Instead of trying to sell to the masses, focus on grabbing the attention of the early adopters.
In the beginning, the customers you attract are crucial, because they are going to be the ones who get the word out for you. In other words, don’t make your product average enough to work for the masses.
The idea is pretty simple, find a small group that cares, give them something remarkable and make it easy to tell their friends (the folks who don’t care as much).
Change is not ignited by the masses. The masses by character are followers. Change is ignited by few people who”gets it.”
These few people who gets it (the early adopters) happen to have a huge following.

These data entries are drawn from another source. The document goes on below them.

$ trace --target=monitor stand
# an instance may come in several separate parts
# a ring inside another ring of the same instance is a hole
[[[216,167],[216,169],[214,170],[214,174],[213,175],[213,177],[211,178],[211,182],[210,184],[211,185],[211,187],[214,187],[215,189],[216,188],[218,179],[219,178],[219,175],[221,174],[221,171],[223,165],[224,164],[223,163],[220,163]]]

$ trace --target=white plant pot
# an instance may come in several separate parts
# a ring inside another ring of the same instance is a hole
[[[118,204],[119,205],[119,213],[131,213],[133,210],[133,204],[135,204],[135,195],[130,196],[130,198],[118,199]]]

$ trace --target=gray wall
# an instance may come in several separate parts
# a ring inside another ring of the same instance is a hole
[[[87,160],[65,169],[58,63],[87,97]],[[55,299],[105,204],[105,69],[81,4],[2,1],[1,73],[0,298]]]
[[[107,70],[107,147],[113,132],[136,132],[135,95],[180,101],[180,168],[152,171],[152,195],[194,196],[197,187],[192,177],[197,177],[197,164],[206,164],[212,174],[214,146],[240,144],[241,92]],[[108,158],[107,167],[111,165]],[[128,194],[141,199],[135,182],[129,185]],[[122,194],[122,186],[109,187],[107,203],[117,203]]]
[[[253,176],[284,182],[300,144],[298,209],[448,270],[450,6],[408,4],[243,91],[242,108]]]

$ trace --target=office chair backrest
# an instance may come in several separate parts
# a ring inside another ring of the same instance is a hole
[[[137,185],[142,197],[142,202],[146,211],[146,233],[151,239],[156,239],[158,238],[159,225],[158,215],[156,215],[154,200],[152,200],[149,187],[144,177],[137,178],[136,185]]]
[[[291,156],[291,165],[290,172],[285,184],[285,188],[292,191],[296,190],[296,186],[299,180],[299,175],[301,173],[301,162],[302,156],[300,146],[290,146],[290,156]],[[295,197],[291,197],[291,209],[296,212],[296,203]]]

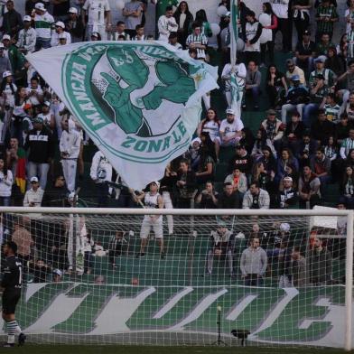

If you want to launch a new 4×4, you need to make it so great that it appeals to Jeremy Clarkson, if he likes it, there is a huge possibility that people who follow Jeremy will take his advice and buy it.
When you launch a new product, try focus on the Jeremys, not the masses. The masses don’t ignite change, they merely follow.
The rules for launching a remarkable product are pretty straightforward:
- Focus on the early adopters
- Make it remarkable enough for them to pay attention
- Make it easy for them to spread the word (to the masses)
- Let it work its own way to the mass market
Early adopters are people, who are more likely to tell their friends about a great new idea. These people are the heart of the ideavirus. Identifying the early adopters is a key success factor for idea merchants. The early adopters will eventually enable your idea to “migrate to the rest of the masses.”
When you launch a new innovative product, ignore the masses.
You need to figure out the group of people that is most profitable for your business and appeal to them. It would be even better if you work out how to develop/advertise/reward this group.
Launching remarkable products means talking to people who cares, customers who gets it, the rest (the masses) will follow.